Elle poursuit : l’ESF a une autonomie de moyens, un fonctionnement avec un conseil d’administration c’est un changement de logique juridique. Elle précise que la naissance d’un ESF doit faire l’objet d’un conventionnement par les collectivités territoriales mais que l’accord des équipes doit être incontournable, « les choses doivent venir du terrain ». Ce dernier point n’est pas dans la loi mais elle souhaite que ce soit précisé dans le décret d’application.

Elle répond au fait qu’il n’y a pas de phase d’expérimentation des ESF car elle n’était pas souhaitée. Pour la REM, ces expérimentations ont déjà existé avec succès (réseau ECLAIR) et existent avec succès. Pour les exemples récents, elle cite La Martinique ou « la catastrophe démographique » a conduit des écoles et collèges à se constituer en réseau, elle cite un réseau construit autour d’un projet d’école inclusive au Creusot qui inclut un lycée, quatre collèges et quinze écoles. Pour la députée, la vertu du cadre juridique de l’ESF c’est que les projets puissent perdurer dans le temps, au-delà des arrivées et des départs de collègues.

Enfin, elle précise que l’ESF n’est pas lié au projet de statut de directeur d’école.

LA CGT EDUC’ACTION ALERTE LES PERSONNELS :

  • Nous sommes dubitatifs sur cette annonce « l’accord des équipes doit être incontournable ». Nous savons que les fusions d’écoles relèvent de l’autorité des maires.
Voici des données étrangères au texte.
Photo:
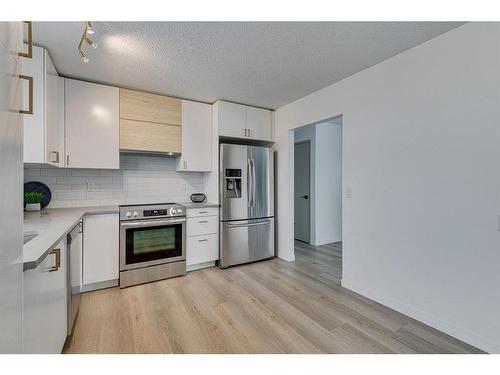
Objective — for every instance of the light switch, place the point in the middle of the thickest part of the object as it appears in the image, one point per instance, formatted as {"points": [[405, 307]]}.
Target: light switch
{"points": [[348, 192]]}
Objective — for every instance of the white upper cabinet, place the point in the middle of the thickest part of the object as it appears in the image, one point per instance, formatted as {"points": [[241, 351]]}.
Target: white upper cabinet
{"points": [[241, 121], [231, 119], [259, 124], [91, 125], [196, 154], [44, 128]]}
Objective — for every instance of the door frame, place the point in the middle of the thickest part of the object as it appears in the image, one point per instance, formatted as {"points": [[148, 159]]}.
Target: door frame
{"points": [[311, 229]]}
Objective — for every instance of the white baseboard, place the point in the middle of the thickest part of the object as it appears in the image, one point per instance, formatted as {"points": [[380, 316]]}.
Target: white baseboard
{"points": [[199, 266], [99, 285], [450, 328]]}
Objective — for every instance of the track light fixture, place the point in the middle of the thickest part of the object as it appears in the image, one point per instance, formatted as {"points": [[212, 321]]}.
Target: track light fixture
{"points": [[85, 37]]}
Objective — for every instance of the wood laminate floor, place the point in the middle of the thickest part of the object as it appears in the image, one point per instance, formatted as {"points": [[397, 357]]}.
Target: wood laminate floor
{"points": [[265, 307]]}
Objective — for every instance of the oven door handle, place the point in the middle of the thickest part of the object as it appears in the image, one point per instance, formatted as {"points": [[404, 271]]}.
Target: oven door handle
{"points": [[151, 223]]}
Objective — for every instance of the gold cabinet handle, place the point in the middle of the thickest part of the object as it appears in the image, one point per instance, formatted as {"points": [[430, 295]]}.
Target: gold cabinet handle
{"points": [[29, 54], [29, 111], [57, 253], [55, 156]]}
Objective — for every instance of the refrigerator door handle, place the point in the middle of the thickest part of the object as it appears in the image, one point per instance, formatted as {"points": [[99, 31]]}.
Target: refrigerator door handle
{"points": [[248, 225], [253, 182], [249, 183]]}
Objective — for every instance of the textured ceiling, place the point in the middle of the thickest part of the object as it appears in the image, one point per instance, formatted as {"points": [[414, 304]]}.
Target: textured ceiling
{"points": [[267, 64]]}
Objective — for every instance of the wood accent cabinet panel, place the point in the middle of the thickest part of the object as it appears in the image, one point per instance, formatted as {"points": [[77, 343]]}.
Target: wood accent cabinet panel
{"points": [[149, 136], [143, 106]]}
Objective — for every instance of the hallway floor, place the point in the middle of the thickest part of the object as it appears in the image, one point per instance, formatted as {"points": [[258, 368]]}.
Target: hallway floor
{"points": [[265, 307]]}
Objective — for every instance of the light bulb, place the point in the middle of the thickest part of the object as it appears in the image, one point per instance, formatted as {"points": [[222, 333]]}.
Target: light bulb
{"points": [[91, 43], [84, 58]]}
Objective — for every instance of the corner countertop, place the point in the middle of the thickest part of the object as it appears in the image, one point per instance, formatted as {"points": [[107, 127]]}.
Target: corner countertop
{"points": [[198, 205], [51, 226]]}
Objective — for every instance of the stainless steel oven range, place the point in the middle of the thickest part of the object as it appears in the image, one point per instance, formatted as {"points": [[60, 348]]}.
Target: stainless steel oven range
{"points": [[152, 243]]}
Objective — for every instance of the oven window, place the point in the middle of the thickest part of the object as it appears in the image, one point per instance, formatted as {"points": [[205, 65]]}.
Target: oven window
{"points": [[153, 243]]}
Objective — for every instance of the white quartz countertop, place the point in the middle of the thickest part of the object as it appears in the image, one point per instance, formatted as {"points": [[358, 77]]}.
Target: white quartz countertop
{"points": [[198, 205], [51, 226]]}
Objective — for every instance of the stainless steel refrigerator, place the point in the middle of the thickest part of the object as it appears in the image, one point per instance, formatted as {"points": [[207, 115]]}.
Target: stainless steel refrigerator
{"points": [[246, 192]]}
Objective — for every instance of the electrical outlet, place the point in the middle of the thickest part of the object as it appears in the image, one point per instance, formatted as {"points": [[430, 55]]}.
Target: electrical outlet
{"points": [[92, 186]]}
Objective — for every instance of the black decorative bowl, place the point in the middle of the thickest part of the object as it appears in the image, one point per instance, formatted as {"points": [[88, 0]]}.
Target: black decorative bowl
{"points": [[198, 198]]}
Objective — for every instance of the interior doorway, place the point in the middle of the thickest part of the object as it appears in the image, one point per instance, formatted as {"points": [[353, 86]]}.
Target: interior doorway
{"points": [[302, 182], [317, 197]]}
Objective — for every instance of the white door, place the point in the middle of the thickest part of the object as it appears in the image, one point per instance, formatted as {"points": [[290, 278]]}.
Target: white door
{"points": [[92, 125], [196, 137], [231, 119], [259, 124], [302, 194]]}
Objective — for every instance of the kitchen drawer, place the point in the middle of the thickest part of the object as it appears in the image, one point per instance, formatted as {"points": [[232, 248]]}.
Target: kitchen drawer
{"points": [[202, 211], [202, 225], [202, 249]]}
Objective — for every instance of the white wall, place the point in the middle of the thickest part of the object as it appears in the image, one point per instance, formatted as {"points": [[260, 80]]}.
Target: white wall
{"points": [[140, 179], [328, 185], [421, 155]]}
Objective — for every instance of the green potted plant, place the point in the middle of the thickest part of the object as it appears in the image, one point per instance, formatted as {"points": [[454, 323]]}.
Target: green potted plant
{"points": [[32, 201]]}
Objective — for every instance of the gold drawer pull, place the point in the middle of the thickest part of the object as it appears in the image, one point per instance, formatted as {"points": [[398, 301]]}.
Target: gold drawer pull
{"points": [[30, 95], [28, 54], [55, 156], [57, 253]]}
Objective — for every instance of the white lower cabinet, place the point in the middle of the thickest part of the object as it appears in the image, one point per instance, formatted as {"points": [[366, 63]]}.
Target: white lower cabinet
{"points": [[100, 251], [202, 237], [44, 304], [202, 249]]}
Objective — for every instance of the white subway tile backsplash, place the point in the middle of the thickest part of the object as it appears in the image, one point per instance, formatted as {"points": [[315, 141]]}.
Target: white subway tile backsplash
{"points": [[141, 179], [71, 180], [55, 172]]}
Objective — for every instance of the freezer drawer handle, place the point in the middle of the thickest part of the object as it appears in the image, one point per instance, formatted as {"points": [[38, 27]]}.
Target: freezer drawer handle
{"points": [[248, 225], [57, 253]]}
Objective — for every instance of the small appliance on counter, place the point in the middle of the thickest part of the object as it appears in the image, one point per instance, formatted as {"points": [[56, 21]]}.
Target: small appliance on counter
{"points": [[152, 243]]}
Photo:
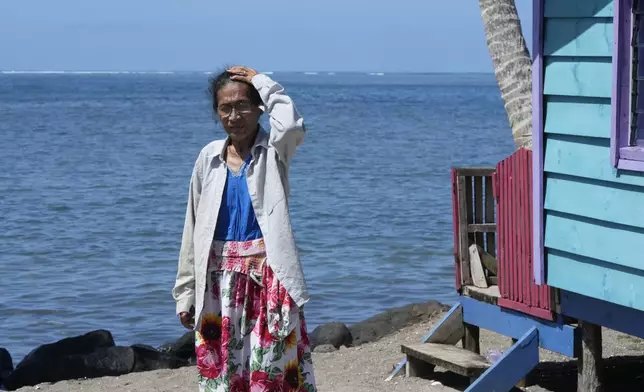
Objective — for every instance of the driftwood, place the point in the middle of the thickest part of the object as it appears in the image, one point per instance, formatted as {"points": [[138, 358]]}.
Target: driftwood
{"points": [[480, 259], [476, 268]]}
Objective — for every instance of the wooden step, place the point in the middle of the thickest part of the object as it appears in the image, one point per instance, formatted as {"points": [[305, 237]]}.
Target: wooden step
{"points": [[421, 359]]}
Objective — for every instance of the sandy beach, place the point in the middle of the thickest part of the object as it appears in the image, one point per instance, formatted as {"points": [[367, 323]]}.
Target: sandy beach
{"points": [[365, 368]]}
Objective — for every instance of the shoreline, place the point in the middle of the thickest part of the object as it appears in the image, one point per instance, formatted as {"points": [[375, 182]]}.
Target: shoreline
{"points": [[365, 366], [364, 369], [96, 354]]}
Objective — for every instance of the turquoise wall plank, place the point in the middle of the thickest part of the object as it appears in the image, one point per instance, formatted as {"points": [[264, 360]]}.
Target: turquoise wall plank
{"points": [[578, 76], [578, 37], [622, 204], [605, 241], [584, 157], [584, 117], [577, 9], [595, 279]]}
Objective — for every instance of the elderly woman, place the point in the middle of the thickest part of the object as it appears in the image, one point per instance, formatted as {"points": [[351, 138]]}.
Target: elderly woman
{"points": [[240, 283]]}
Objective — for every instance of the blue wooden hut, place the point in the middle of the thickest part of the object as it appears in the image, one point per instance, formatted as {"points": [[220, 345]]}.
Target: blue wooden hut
{"points": [[567, 228]]}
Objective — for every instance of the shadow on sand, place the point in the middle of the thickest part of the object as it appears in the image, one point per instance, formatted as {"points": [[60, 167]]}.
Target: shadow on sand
{"points": [[623, 374]]}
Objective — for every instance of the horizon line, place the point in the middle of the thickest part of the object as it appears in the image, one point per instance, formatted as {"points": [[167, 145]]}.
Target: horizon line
{"points": [[18, 71]]}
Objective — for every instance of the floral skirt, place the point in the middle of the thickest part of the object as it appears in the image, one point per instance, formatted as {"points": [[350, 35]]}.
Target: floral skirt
{"points": [[251, 336]]}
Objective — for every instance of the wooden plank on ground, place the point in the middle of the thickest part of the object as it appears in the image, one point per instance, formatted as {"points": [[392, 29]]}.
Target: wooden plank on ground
{"points": [[449, 330], [452, 358]]}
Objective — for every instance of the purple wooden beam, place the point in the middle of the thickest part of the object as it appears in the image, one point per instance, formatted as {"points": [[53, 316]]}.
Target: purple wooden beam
{"points": [[622, 156], [537, 142]]}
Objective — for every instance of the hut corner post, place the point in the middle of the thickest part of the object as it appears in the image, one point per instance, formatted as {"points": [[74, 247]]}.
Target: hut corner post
{"points": [[589, 363]]}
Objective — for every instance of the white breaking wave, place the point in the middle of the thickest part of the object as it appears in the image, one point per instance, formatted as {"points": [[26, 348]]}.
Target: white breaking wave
{"points": [[89, 72]]}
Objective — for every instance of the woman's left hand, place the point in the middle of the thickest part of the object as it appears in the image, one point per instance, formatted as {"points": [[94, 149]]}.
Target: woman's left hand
{"points": [[242, 73]]}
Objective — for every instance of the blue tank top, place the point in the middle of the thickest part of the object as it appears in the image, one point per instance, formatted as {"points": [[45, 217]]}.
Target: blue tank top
{"points": [[236, 220]]}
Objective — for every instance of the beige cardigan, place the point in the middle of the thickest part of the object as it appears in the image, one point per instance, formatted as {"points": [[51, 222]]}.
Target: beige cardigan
{"points": [[268, 186]]}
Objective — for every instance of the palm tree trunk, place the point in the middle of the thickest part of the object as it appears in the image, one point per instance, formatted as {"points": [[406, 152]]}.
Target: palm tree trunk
{"points": [[512, 65]]}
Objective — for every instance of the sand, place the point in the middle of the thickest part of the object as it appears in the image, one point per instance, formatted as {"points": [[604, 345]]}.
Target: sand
{"points": [[360, 369]]}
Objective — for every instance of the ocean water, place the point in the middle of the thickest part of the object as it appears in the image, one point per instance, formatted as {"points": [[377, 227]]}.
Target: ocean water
{"points": [[94, 172]]}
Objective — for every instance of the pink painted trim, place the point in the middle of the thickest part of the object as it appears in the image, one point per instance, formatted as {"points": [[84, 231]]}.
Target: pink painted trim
{"points": [[621, 154], [537, 143], [634, 153]]}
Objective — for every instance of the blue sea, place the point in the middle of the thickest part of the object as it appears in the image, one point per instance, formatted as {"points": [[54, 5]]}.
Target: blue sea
{"points": [[94, 172]]}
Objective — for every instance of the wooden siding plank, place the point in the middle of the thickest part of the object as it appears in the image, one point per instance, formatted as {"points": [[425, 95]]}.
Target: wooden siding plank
{"points": [[600, 240], [578, 37], [455, 229], [596, 279], [583, 157], [577, 9], [621, 204], [615, 317], [578, 116], [526, 222], [578, 76], [478, 208], [490, 237]]}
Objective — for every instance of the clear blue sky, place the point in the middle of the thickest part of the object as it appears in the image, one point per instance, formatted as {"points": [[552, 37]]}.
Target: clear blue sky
{"points": [[274, 35]]}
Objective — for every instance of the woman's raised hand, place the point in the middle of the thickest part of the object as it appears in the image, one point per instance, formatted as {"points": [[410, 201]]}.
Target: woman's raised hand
{"points": [[241, 73]]}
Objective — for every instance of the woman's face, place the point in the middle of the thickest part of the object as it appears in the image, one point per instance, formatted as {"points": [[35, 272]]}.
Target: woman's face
{"points": [[238, 115]]}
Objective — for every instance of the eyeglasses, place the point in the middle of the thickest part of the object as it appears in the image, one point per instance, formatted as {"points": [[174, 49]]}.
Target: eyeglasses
{"points": [[242, 108]]}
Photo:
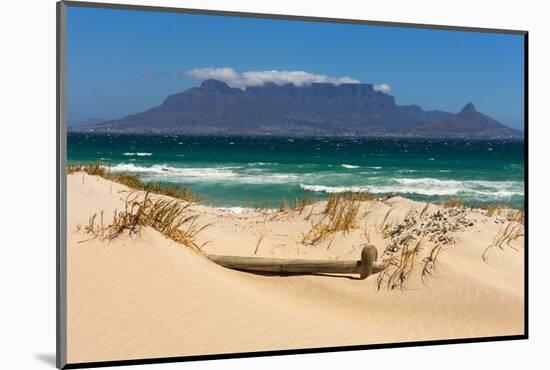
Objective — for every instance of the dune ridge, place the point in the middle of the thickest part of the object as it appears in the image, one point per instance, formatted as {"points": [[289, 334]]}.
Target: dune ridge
{"points": [[147, 297]]}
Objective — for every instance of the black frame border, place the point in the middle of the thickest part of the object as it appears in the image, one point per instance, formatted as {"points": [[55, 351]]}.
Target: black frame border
{"points": [[61, 247]]}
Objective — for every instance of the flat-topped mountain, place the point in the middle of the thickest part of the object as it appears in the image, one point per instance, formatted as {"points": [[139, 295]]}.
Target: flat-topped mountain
{"points": [[315, 109]]}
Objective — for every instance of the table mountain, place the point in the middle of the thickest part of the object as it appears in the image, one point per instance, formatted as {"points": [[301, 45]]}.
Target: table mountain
{"points": [[316, 109]]}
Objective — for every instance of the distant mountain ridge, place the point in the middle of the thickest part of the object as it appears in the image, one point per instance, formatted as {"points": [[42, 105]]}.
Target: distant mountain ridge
{"points": [[316, 109]]}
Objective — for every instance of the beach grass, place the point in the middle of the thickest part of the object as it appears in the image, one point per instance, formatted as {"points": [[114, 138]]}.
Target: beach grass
{"points": [[169, 217], [453, 203], [181, 192], [339, 215]]}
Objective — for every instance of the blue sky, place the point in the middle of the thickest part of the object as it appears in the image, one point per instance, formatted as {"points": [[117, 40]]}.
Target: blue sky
{"points": [[123, 61]]}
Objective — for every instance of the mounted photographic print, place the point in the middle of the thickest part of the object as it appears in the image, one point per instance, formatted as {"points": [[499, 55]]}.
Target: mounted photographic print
{"points": [[234, 184]]}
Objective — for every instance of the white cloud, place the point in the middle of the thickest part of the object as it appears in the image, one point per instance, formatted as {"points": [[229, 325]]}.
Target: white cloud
{"points": [[258, 78], [383, 88]]}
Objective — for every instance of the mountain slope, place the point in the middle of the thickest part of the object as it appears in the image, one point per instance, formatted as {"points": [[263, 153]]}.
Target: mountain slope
{"points": [[316, 109], [467, 123]]}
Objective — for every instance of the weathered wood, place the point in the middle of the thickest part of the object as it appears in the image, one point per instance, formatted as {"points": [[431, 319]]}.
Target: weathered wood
{"points": [[365, 267]]}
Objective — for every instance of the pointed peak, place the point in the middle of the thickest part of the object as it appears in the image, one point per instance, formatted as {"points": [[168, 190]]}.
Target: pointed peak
{"points": [[468, 108]]}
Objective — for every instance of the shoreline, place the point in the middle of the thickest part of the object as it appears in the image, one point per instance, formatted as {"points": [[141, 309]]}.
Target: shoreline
{"points": [[144, 295]]}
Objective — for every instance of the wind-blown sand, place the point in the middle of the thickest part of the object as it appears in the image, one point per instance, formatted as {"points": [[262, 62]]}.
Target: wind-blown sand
{"points": [[149, 297]]}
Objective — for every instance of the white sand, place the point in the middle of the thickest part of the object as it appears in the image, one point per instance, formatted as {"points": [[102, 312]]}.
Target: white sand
{"points": [[150, 297]]}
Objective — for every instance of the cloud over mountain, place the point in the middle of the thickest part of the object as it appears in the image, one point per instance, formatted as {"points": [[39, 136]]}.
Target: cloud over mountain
{"points": [[259, 78]]}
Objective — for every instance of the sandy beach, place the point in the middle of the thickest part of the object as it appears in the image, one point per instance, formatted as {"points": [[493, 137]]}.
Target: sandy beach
{"points": [[146, 296]]}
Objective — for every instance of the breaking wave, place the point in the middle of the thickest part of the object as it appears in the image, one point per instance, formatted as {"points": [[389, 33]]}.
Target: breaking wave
{"points": [[433, 187]]}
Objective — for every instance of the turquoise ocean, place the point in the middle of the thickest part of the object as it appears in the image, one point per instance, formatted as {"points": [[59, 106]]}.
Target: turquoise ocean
{"points": [[230, 171]]}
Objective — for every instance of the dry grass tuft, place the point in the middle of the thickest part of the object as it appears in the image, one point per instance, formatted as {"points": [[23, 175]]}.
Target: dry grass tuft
{"points": [[430, 262], [516, 215], [453, 203], [492, 209], [511, 232], [166, 216], [399, 268], [340, 214], [133, 181]]}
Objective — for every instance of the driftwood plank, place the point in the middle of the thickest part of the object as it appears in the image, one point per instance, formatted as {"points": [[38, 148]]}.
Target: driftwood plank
{"points": [[365, 267]]}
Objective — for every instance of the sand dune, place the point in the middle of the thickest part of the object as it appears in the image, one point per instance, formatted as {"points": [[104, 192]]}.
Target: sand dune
{"points": [[149, 297]]}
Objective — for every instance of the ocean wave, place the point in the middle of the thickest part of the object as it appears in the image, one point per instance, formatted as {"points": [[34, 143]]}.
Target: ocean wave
{"points": [[235, 210], [163, 172], [139, 154], [434, 187]]}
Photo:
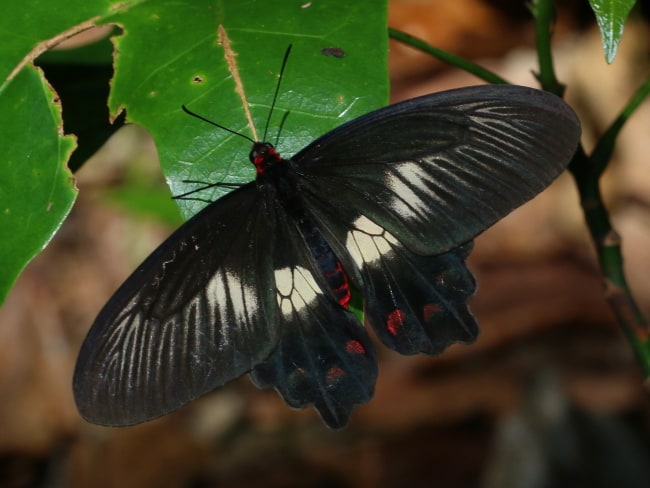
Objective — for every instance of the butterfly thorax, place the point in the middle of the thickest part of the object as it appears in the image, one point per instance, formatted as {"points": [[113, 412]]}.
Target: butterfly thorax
{"points": [[264, 156], [273, 171]]}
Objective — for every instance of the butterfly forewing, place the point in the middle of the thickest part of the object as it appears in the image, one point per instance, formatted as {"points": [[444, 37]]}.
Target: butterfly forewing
{"points": [[199, 312], [437, 170]]}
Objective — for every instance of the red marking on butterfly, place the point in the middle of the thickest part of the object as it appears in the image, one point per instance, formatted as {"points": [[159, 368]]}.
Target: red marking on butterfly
{"points": [[395, 321], [334, 374], [354, 347]]}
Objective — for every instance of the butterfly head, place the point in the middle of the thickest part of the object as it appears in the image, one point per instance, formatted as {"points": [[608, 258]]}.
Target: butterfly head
{"points": [[263, 156]]}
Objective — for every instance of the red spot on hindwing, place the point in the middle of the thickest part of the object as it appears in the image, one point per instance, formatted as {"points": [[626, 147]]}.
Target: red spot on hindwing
{"points": [[429, 310], [395, 321]]}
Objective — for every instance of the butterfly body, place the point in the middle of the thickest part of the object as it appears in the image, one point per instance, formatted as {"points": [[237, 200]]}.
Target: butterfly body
{"points": [[259, 281]]}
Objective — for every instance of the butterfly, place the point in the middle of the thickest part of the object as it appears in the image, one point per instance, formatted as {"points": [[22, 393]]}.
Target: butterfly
{"points": [[260, 280]]}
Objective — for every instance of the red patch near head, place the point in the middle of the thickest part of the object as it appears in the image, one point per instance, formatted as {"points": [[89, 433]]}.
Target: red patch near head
{"points": [[395, 321], [354, 347], [429, 310], [334, 374]]}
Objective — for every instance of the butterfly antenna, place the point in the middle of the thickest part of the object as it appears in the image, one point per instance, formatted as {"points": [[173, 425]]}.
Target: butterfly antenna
{"points": [[200, 117], [277, 90], [284, 118]]}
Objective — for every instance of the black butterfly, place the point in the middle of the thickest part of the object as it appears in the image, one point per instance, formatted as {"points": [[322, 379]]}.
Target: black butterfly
{"points": [[259, 281]]}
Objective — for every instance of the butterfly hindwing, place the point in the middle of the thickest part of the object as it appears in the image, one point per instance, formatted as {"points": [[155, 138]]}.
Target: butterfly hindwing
{"points": [[197, 313], [324, 357], [437, 170], [416, 304]]}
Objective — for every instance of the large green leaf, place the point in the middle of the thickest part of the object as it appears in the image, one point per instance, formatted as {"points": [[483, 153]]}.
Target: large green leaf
{"points": [[186, 66], [611, 16], [168, 56]]}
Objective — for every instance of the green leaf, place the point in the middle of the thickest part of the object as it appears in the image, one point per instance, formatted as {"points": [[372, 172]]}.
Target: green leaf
{"points": [[186, 66], [168, 56], [611, 16], [37, 190]]}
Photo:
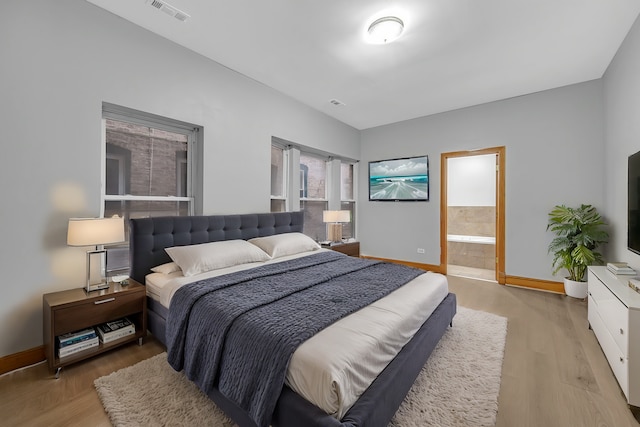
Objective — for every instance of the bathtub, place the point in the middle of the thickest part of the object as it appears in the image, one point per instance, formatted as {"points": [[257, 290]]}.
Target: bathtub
{"points": [[485, 240]]}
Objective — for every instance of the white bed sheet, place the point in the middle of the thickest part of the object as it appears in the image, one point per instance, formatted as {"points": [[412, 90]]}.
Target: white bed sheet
{"points": [[334, 367]]}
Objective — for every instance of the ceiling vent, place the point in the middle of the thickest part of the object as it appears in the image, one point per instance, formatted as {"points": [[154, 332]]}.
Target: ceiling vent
{"points": [[169, 10]]}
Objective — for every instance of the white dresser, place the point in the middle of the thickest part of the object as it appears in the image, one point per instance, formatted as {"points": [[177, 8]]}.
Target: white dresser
{"points": [[614, 316]]}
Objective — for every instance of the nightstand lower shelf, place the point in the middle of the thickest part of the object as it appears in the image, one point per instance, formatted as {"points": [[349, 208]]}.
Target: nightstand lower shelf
{"points": [[73, 310]]}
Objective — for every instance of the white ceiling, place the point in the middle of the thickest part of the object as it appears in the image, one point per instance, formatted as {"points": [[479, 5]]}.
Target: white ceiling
{"points": [[453, 54]]}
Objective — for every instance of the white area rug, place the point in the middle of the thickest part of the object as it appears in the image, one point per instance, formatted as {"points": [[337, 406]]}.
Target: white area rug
{"points": [[458, 386]]}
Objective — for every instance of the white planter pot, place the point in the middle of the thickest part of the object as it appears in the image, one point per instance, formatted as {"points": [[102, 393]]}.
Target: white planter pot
{"points": [[575, 289]]}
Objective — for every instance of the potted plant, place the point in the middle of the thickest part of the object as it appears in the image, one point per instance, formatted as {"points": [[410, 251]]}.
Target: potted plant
{"points": [[578, 234]]}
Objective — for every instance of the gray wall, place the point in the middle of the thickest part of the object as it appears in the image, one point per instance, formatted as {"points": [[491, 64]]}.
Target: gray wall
{"points": [[60, 61], [553, 140], [622, 124]]}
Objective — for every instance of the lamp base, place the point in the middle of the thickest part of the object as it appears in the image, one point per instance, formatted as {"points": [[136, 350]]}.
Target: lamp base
{"points": [[96, 287]]}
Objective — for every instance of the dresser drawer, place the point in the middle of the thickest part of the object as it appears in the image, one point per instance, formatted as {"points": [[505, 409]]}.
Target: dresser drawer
{"points": [[617, 360], [97, 310], [613, 313]]}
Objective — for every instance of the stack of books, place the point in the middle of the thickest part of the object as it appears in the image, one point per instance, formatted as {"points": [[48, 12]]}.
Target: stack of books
{"points": [[116, 329], [620, 268], [74, 342]]}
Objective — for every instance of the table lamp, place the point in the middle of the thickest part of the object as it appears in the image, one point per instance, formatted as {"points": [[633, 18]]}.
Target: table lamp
{"points": [[95, 232], [334, 220]]}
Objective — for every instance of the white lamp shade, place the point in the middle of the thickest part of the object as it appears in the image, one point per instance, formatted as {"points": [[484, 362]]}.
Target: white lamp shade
{"points": [[336, 216], [95, 231]]}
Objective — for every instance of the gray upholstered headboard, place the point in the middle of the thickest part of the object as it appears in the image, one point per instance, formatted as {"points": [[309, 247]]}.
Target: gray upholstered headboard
{"points": [[149, 236]]}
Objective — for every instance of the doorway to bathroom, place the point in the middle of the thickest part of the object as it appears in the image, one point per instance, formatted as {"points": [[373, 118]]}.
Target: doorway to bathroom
{"points": [[472, 214]]}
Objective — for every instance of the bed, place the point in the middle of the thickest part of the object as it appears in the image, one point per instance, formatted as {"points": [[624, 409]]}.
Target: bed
{"points": [[374, 407]]}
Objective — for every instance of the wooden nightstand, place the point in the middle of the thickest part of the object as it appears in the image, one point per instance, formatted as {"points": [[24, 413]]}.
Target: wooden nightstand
{"points": [[74, 309], [351, 248]]}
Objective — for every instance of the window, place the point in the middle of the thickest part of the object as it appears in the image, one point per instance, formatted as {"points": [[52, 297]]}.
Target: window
{"points": [[278, 179], [308, 179], [313, 194], [347, 200], [148, 169]]}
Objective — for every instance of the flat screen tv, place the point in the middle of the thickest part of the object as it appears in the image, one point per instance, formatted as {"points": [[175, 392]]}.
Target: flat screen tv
{"points": [[633, 203], [399, 180]]}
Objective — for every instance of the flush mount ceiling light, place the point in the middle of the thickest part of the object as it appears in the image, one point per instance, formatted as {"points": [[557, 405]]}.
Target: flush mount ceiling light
{"points": [[385, 29]]}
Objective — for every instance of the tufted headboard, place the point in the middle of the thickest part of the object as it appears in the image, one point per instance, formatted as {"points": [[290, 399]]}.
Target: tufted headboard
{"points": [[149, 236]]}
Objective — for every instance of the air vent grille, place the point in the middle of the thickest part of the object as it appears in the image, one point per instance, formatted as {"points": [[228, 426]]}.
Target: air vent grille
{"points": [[169, 10]]}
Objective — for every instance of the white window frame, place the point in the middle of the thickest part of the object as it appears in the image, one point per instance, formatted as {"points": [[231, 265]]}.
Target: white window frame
{"points": [[291, 186]]}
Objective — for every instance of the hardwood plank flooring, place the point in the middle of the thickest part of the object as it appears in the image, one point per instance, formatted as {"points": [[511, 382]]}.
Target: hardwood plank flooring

Concernant l’ESF, un accord de la DSDEN et/ou du Préfet s’imposerait sur les décisions d’équipes.

  • Le gouvernement ouvre la possibilité d’une dangereuse reconfiguration de l’école française à travers ce qu’il présente comme « un outil supplémentaire pour aider les enseignants et les écoles ».

  • Par « le petit bout de la lorgnette » qu’il s’agisse du statut de directeur ou de l’ESF, la possibilité de regroupement et de mutualisation ouvre la voie à de considérables économies budgétaires.